Virgil: “She’s not a ghost. You’ll see her image when you glance at a place where you’re used to seeing her, and you’re off guard. Like looking at her chair when you first come into a room. It happens to a lot of people.”
Osborne said, “Okay,” and wiped the tears away with the heels of his hands, and asked, “You guys need to see something?”
“I don’t know . . . If she left something that might indicate that she thought she might be in danger . . .”
“She was scared about the shootings. She was there when that guy got shot. What’s-his-name, from Iowa. She talked about it all the time, but she didn’t think anyone would ever shoot her. She still kept going to church. I told her maybe she shouldn’t, but she wasn’t going to miss it, the Virgin appearing again.”
“Did she do emails or Facebook, or that kind of thing?” Virgil asked.
“Oh, sure. I can show you,” Osborne said. “You gotta get this guy. You gotta get him.”
* * *
—
Margery Osborne had her own Facebook page, and Barry Osborne had her sign-on information. She had written a hundred posts, at least, about the Marian apparitions, and had saved reactions from her forty-six hundred followers. Zimmer, looking over Virgil’s shoulders, asked, “You think one of them . . . I mean, Facebook is sort of known for crazies . . .”

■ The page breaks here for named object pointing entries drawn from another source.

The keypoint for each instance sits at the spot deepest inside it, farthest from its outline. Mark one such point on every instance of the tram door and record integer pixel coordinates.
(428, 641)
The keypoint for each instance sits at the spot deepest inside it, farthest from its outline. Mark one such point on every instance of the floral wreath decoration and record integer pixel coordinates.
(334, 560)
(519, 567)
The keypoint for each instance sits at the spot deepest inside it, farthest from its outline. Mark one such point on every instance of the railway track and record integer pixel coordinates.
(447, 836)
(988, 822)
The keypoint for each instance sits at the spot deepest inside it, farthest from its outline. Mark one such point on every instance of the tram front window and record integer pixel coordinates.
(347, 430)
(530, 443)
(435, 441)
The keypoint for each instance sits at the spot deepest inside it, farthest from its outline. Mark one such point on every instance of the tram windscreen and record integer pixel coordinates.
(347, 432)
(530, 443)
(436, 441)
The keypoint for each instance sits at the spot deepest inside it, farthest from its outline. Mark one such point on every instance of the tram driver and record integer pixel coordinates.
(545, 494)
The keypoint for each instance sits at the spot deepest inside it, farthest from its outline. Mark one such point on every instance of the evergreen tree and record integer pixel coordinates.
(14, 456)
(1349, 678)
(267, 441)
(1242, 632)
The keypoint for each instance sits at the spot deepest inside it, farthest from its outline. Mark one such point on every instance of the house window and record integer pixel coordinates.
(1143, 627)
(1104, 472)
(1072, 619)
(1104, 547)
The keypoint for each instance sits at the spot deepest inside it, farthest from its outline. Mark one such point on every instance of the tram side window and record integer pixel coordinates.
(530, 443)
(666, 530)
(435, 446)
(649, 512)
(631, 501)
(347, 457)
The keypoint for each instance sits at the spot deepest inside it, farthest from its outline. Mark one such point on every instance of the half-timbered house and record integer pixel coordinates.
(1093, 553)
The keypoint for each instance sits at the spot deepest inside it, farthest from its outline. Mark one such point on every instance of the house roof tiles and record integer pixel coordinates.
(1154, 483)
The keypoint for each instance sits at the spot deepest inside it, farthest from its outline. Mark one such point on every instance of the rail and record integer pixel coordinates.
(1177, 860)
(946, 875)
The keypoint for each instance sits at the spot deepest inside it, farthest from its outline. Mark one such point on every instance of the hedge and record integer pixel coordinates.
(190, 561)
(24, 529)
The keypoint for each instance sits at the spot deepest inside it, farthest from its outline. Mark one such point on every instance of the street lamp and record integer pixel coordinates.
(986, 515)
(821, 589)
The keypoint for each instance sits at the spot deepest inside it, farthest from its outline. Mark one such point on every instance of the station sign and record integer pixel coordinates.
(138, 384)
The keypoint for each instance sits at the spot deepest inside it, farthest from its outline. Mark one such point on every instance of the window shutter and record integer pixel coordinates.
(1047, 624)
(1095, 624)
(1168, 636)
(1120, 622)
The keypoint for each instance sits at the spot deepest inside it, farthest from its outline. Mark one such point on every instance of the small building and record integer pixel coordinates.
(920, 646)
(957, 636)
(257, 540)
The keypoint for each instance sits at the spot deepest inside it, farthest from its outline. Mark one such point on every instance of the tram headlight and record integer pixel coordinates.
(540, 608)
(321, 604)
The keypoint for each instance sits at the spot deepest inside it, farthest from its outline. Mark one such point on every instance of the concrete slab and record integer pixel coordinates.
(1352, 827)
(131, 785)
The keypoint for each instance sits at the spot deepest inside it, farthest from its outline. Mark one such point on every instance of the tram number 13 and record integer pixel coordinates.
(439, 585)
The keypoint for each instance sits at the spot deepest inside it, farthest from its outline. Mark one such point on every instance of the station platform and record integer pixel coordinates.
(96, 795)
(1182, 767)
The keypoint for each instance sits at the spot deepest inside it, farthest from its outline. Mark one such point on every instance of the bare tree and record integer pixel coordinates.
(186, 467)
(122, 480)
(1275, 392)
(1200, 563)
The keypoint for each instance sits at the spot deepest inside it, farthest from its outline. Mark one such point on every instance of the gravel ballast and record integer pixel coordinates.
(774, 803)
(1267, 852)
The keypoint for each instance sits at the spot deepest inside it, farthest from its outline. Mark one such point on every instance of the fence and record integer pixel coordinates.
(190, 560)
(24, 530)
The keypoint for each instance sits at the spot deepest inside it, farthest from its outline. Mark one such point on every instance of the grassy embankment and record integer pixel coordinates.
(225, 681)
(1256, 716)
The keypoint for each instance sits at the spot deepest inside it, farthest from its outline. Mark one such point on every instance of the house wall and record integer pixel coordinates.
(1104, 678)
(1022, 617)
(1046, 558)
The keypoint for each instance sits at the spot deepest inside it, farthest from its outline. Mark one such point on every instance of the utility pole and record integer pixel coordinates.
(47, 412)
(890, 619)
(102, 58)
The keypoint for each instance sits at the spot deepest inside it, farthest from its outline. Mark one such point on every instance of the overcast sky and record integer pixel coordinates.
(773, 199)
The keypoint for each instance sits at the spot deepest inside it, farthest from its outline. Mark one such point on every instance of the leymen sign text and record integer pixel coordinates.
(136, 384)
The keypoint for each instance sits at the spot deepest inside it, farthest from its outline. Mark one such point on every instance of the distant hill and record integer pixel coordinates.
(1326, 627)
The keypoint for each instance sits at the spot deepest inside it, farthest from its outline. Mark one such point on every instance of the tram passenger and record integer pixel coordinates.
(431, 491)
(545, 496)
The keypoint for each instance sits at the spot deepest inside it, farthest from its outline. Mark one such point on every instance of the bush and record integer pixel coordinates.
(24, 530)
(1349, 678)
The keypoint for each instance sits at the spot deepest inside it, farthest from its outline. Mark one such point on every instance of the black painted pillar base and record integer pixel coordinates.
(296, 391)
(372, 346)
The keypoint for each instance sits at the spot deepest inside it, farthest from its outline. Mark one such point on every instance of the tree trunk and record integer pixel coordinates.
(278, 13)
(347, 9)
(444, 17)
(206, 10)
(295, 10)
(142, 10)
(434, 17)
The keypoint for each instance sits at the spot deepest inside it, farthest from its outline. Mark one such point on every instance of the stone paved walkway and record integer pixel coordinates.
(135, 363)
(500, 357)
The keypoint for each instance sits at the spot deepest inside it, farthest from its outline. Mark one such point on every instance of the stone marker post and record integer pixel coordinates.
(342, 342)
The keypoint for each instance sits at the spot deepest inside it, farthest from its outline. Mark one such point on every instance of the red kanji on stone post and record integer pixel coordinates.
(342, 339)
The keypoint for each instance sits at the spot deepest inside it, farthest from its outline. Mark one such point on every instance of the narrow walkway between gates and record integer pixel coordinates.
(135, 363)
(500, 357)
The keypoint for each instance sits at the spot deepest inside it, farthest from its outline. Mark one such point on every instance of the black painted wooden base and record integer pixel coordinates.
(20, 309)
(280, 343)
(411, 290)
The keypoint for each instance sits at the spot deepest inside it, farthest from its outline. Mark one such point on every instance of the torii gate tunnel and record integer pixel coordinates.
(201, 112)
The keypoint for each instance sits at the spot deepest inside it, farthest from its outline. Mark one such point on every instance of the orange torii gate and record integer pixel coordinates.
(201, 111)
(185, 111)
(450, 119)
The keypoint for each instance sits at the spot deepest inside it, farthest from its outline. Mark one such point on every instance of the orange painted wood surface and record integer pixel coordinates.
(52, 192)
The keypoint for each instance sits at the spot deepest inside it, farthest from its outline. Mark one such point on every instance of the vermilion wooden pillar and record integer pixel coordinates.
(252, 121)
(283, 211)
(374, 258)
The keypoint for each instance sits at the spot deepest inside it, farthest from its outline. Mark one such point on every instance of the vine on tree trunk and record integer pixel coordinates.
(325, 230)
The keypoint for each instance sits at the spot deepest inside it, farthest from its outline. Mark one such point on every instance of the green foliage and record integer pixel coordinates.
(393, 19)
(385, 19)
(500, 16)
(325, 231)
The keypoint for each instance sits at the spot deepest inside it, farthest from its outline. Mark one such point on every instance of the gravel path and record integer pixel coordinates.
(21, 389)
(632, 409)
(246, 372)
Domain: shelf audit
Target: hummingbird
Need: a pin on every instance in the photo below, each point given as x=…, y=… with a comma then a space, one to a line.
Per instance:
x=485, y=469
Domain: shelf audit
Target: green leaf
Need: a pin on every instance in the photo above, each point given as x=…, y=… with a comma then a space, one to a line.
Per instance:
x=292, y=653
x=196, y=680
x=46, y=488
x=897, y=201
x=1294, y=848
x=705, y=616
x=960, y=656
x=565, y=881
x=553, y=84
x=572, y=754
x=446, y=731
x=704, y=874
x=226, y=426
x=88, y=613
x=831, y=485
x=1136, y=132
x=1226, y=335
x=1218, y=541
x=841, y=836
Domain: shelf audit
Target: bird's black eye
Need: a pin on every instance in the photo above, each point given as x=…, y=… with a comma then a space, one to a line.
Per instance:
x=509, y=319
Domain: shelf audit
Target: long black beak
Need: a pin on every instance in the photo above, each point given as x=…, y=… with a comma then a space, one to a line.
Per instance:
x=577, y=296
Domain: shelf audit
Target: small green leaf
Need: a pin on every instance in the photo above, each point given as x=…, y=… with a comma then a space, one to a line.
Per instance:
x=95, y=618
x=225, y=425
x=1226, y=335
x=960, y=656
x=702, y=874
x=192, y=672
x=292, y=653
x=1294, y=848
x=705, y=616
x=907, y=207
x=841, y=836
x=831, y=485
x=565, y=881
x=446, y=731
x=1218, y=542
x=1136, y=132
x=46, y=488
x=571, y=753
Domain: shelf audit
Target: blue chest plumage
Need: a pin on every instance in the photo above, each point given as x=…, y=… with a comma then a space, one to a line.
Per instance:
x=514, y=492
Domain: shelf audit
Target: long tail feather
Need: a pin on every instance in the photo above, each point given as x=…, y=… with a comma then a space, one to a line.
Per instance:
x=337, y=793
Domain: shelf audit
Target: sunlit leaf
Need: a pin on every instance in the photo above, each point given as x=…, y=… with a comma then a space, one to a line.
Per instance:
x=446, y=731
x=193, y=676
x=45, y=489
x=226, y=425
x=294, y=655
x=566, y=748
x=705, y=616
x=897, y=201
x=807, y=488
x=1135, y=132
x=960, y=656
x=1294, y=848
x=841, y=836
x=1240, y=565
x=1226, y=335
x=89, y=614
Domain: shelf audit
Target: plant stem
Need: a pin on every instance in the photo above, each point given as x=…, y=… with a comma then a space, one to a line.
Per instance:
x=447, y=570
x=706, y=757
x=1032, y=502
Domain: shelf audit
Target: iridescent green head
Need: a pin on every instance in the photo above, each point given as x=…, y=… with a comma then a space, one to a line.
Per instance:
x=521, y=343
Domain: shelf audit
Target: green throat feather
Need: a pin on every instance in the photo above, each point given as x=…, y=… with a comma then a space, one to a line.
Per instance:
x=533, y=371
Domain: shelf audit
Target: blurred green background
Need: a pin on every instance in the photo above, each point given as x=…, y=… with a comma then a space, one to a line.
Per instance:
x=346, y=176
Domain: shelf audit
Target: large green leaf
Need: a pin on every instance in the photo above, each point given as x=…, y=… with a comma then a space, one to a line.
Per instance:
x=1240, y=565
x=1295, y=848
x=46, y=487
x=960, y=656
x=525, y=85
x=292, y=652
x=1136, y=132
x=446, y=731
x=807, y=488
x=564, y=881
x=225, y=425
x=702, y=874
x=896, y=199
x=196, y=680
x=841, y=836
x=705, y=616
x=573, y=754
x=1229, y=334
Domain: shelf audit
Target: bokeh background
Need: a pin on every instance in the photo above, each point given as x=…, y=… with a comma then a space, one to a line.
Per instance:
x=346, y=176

“I don’t know, but I’ll scan it all tonight,” Virgil said. “It’s hard to believe that somebody from Idaho or Ohio would drive out here to shoot her.”
Zimmer turned to Osborne, and asked, “When the Iowa guy was shot . . . how close did the shot come to your mom? Did she say where she was in the crowd?”
Osborne scratched his cheekbone, and then, “Well, I know she was close. Right there. But if you’re asking six feet or ten feet or one foot, I don’t know. Maybe some of the other people who were there could tell you.”
Zimmer to Virgil: “What if this guy wasn’t all that good a shot at all, that the first two tries were accidents? What if he was going for Marge and missed her and hit that Coates fellow?”
“It’s a thought,” Virgil said. “But what about the second shot?”
“Mrs. Rice . . . she sort of looked like Margery,” Zimmer said. “I mean, not her face so much, but her general build. They were both pretty average height and a little heavy.”